The seminar series is divided into two parts, as follows:
a. Modern Aquaponics Production
b. The Urban Agricultural Movement
c. Aquaponics and Urban Food Deserts
a. The Urban Farm Manager
b. Urban Land Availability, Access, and Security
c. Demonstration System and Curriculum Day
The themed modules are aligned with the major deliverables for the project: Survey analysis, production conceptualization, economic feasibility, regulatory action items, needed research areas, and grower implementation plan. Each module includes an educational presentation from participating farmers, SSU faculty, or invited speakers, summarizing peer-reviewed literature and current best practices on topics in that module followed by discussions and networking on key plan elements. Each seminar participant will be provided with a “producer pak” including materials from the presentation, and a complimentary book on the subject of that day’s seminar. The cooperating farmer-student teams will also design a marketing plan for the program and development of a promotional YouTube video. Regarding invitees, we have already identified some and are pursuing collaboration with additional key stakeholders. These include currently active growers with operations in or near Savannah (Billy’s Botanicals, Savannah Hydroponics and Organics, and Savannah Urban Gardening Alliance/SUGA), a representative from the Savannah Office of Sustainability, a representative of SARC Aquaculture program at the Armstrong Campus of Georgia Southern University, a representative from the hotel or restaurant industry with interest in local produce (contacts are available through Savannah Hydroponics and Organics; and “912 Truck” mobile food pantry service), Center for New Urbanism, Savannah Development and Renewal Authority, UGA Cooperative Extension Service, Metropolitan Planning Commission and our partners at Gadsden Elementary in the Savannah-Chatham County Public School System (SCCPSS).

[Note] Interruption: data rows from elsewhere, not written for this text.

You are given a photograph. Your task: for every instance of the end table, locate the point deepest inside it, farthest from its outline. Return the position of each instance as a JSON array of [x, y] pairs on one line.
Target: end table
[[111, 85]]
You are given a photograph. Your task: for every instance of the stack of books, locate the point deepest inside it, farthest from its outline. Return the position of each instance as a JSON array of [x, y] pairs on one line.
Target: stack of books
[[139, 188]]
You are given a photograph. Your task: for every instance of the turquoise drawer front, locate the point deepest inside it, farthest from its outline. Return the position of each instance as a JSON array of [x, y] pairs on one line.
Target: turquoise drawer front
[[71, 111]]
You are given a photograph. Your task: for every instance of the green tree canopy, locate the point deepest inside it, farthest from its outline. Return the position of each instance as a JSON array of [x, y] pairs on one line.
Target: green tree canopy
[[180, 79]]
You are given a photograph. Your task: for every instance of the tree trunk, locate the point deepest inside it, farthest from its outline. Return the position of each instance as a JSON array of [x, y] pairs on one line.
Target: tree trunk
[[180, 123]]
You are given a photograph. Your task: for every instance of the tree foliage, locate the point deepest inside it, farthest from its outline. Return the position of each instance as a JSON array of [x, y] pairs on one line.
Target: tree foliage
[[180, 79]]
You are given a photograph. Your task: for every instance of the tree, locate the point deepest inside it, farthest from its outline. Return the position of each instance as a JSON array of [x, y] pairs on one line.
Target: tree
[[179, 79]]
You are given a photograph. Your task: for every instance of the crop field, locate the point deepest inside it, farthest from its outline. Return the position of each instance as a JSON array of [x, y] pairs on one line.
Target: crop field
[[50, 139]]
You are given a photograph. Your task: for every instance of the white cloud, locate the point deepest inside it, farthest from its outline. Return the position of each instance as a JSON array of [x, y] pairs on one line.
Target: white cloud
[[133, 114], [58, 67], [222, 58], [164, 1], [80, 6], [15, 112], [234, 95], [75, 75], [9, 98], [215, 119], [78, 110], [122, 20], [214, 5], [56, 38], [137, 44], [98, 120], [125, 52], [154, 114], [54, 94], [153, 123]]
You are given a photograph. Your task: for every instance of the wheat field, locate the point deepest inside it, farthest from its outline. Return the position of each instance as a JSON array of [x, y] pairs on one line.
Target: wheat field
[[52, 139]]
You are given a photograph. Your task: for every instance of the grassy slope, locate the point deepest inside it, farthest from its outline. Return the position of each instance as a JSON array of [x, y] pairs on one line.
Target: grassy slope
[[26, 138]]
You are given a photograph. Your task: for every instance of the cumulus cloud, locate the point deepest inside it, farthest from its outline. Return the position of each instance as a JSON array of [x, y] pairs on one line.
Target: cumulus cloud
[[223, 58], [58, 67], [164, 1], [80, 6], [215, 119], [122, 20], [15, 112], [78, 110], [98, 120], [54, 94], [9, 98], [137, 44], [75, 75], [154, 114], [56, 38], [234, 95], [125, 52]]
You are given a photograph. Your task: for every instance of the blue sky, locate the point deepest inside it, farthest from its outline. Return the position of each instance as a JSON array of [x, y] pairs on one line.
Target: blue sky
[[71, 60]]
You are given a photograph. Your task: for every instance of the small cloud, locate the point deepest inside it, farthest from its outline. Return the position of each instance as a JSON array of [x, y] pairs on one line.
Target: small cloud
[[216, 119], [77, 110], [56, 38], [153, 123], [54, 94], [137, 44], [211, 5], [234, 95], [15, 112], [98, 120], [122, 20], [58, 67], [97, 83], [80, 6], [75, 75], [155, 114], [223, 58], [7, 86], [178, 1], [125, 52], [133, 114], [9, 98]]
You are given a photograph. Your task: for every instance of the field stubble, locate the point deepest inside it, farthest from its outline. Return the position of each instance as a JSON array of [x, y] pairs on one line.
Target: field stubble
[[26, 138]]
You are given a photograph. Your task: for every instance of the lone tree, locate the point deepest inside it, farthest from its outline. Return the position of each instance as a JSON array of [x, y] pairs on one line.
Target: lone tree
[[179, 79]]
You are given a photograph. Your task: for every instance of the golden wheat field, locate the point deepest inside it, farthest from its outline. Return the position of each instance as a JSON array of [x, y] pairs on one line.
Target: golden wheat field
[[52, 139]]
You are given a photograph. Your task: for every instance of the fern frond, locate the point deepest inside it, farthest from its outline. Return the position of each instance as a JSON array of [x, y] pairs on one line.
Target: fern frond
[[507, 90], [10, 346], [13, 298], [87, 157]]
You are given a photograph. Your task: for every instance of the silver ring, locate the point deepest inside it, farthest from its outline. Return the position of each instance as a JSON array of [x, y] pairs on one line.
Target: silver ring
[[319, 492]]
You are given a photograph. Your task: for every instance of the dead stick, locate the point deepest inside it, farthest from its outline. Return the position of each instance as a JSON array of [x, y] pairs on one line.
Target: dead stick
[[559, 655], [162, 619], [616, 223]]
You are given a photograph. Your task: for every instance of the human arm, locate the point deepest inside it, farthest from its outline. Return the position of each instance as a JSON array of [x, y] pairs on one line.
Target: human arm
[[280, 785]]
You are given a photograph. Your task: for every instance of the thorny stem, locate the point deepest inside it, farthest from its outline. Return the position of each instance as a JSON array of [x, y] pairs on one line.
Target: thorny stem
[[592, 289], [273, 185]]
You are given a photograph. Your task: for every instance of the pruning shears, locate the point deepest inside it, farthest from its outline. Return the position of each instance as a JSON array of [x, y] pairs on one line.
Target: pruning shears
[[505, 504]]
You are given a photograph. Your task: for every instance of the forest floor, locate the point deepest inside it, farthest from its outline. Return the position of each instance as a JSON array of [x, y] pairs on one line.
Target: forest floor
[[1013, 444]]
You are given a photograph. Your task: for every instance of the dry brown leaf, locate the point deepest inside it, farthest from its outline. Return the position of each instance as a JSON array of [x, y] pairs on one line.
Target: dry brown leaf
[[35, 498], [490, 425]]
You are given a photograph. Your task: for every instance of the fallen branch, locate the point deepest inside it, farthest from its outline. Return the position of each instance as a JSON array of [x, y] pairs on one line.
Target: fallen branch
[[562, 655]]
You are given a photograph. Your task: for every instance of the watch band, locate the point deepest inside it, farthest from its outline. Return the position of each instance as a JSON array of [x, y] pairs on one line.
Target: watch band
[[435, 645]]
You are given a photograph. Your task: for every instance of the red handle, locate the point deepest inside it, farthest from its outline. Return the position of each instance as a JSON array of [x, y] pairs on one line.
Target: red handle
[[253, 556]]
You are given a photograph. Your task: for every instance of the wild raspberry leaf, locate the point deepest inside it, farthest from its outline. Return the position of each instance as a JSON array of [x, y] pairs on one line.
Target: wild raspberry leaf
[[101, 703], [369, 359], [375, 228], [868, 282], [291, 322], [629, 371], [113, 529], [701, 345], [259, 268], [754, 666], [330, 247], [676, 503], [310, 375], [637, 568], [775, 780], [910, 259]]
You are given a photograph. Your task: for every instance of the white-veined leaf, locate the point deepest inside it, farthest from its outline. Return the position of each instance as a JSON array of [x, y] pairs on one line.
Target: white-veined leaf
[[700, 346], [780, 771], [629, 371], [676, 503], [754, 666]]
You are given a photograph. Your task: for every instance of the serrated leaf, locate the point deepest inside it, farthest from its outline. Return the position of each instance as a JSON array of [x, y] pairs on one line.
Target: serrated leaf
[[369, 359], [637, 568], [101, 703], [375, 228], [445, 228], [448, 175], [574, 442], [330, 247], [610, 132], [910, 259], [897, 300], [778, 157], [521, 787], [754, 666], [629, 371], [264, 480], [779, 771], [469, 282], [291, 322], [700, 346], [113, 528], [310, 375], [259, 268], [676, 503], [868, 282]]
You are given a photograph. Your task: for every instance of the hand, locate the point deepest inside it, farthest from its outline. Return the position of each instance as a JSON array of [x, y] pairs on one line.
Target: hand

The seminar series also plans to inventory available resources including potential locations for pilot sites on city land, legal issues or zoning changes that need to be made, and technical resources available from SARC. Savannah State University (SSU) has engaged urban management, environmental science, and a unique opportunity to network underserved portions of the Savannah community and underrepresented populations in STEM education. Our partners at Gadsden Elementary in the Savannah-Chatham County Public School System (SCCPSS) are planning to upgrade their existing infrastructure to create active space for their teachers, working with our Education expert, Dr. Victoria Young, to identify science standards that can be addressed through the active learning platform/model that this project will provide. Dr. Young has years of experience at SSU implementing sustainability-themed instruction for Chatham County K-12. SCCPSS has already pledged their support and agreed to fund the demonstration system. Additionally, we intend to pursue collaboration efforts with the SARC Aquaculture program at the Armstrong Campus of Georgia Southern University as a regionally relevant technical resource for the future research and implementation phases of the project.